Based on a comparison of the actual measured depths to the desired
depth, the system can calculate a chest compression depth score
that is indicative of how closely the performed chest compression
depth match the desired depth. Similarly, based on other desired
ranges, the other performance factors can provide a measure of how
well the rescuer has stayed within the desired performance ranges.
In one particular example, the per-parameter score can be a
percentage of the CPR that was within guidelines. For example, the
percentage of compressions having a measured depth that is within
the desired compression depth range outlined by the CPR guidelines.
In some examples, the parameter is summarized based on whether the
patient has return of spontaneous circulation (ROSC). If a patient
obtains ROSC 10 seconds into an interval, the chest compressions
fraction will be very low. Thus, excluding this data can provide
more useful information for the rescuer about their rescue
technique.
[0107] At box 608, the individually generated per-parameter scorers
are entered into a weighted model. The weighted model can be
generated according to a variety of mathematical processes, such as
by using a linear regression or other analytical model such as a
neural network, which is been previously trained based on CPR
performance data and patient outcome associated with the
performance data.
[0108] At box 610, the system generates a CPR performance metric
score based on the outcome of the weighted model calculation. The
CPR performance metric score provides a single value or parameter
indicative of the overall performance throughout the entire rescue.

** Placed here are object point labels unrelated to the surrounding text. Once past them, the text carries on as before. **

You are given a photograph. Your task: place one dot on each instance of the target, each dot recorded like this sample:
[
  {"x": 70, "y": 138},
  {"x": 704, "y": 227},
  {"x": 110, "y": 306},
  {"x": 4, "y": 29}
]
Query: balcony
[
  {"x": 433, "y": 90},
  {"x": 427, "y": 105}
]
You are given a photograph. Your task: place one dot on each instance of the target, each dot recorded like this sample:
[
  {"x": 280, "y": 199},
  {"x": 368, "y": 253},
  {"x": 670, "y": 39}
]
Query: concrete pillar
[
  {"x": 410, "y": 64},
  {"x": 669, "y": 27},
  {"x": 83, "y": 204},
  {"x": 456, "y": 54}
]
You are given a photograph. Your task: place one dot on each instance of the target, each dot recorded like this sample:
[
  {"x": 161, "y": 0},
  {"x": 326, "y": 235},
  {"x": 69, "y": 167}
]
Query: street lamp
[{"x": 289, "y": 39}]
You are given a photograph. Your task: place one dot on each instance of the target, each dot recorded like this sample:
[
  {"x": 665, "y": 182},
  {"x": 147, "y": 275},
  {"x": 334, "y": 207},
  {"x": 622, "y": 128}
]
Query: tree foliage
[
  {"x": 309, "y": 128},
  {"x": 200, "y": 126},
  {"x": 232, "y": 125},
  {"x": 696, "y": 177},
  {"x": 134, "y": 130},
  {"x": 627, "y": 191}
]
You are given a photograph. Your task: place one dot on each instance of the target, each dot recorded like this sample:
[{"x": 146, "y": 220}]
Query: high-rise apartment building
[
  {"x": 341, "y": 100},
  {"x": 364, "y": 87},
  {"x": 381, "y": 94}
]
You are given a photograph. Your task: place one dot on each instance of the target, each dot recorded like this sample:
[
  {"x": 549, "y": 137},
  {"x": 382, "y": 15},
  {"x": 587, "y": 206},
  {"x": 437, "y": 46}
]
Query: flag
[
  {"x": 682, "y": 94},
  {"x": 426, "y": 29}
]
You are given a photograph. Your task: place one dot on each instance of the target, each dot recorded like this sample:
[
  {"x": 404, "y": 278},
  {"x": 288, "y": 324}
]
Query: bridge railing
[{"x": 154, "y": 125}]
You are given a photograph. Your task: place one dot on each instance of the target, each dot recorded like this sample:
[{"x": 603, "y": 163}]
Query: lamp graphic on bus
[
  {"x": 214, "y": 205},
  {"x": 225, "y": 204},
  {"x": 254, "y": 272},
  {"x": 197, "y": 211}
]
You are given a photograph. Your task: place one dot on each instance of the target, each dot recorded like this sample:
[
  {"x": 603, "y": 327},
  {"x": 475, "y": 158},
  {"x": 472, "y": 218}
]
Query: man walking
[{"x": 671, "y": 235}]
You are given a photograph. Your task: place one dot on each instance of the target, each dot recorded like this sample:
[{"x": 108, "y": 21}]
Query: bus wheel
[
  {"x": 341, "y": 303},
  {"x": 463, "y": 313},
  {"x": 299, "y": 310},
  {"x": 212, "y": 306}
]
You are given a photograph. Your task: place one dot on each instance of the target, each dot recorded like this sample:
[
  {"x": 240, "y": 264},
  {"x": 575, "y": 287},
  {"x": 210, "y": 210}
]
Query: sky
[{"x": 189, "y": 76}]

For example, the CPR performance metric (CPM) score can be
calculated according to the following: CPM=f(w.sub.rate*X.sub.rate,
w.sub.Depth*X.sub.depth, w.sub.fraction*X.sub.fraction) where
w.sub.ratew.sub.depth, and w.sub.fraction are weighting factors for
rate, depth and fraction and X.sub.rate, X.sub.depth and
X.sub.fraction are calculated metrics for the overall performance
of CPR rate, depth, and fraction relative to a guideline or desired
performance. At box 612, the total score is displayed to the
rescuer within a limited time after the completion of the rescue
attempt. For example, the score can be displayed within 5 minutes
of completion of the rescue attempt. In another example, the score
can be displayed within one minute of completion of the rescue
attempt.
[0109] In some examples, only data collected prior to arrival of
the victim at the hospital (e.g., prehospital data) is used to
generate the performance metrics. Thus, the system identifies when
the victim has arrived at the hospital and excludes any subsequent
data from the performance metric calculations. In some additional
examples, the system could calculate the performance metrics upon
receipt or determination of an end of case indictor which could be
time of pad removal, time that a soft key is pressed to indicate
case end, time of arrival at ED as determined from GPS or
dispatch.
[0110] FIG. 7 is a flowchart illustrating a method for producing an
artificial neural network capable of generating the CPR performance
metric. In general the neural network receives sets of data from
past rescue attempts and trains a neural network model based on the
data. This generates weightings for various factors that are used
to calculate the CPR performance metric.
[0111] At box 702, CPR performance information and patient outcome
information are stored in an electronic database. More
particularly, the data can include a plurality of sets of data with
each set having multiple parameters related to CPR performance such
as rate, depth, and fraction. Additionally, each of the sets of
data has a parameter relating to patient outcome such as whether
the patient survived.
[0112] At box 704, a computer-generated artificial neural network
that includes interconnected nodes is generated. Each node has
multiple inputs and associated weights. The nodes include a
plurality of artificial neurons, each artificial neuron having at
least one input and associated weight. For example, the neural
network maybe a mathematical model or computational model
simulating the structure and/or functional aspects of the
biological neural network.
[0113] At box 706, the system trains the artificial neural network
using the stored information about the CPR performance and patient
outcome. This training adjusts the weights of at least one input of
each artificial neuron of the plurality of artificial neurons
responsive to the different parameters in the different sets of
data. This results in the artificial neural network being trained
to produce a prediction of the patient outcome based on the CPR
performance data. For example, as noted above, artificial neural
networks are based on pattern recognition tasks and are used to
provide artificial intelligence-based approach to solve
classification problems. Thus, a model is formed during the
training process using previously known input/output pairs. The
trained model can then be tested with new data to verify the model
and subsequently used to provide a desired output. Various known
artificial neural network topologies can be used to generate the
CPR performance metric. Exemplary neural network topologies include
single layer and multilayer feed-forward networks which are based
on weights of hidden layers that are adjusted during training to
minimize an error function. Training of the artificial neural
network can be based on back propagation learning, such as use of
the Levenberg-Marquardt algorithm. At box 708, the weights for the
various parameters are stored. These weights can later be used to
calculate the performance metric for a new set of CPR performance
data.
[0114] In some examples, the model can also be based on information
about the patient such as weight, age or gender.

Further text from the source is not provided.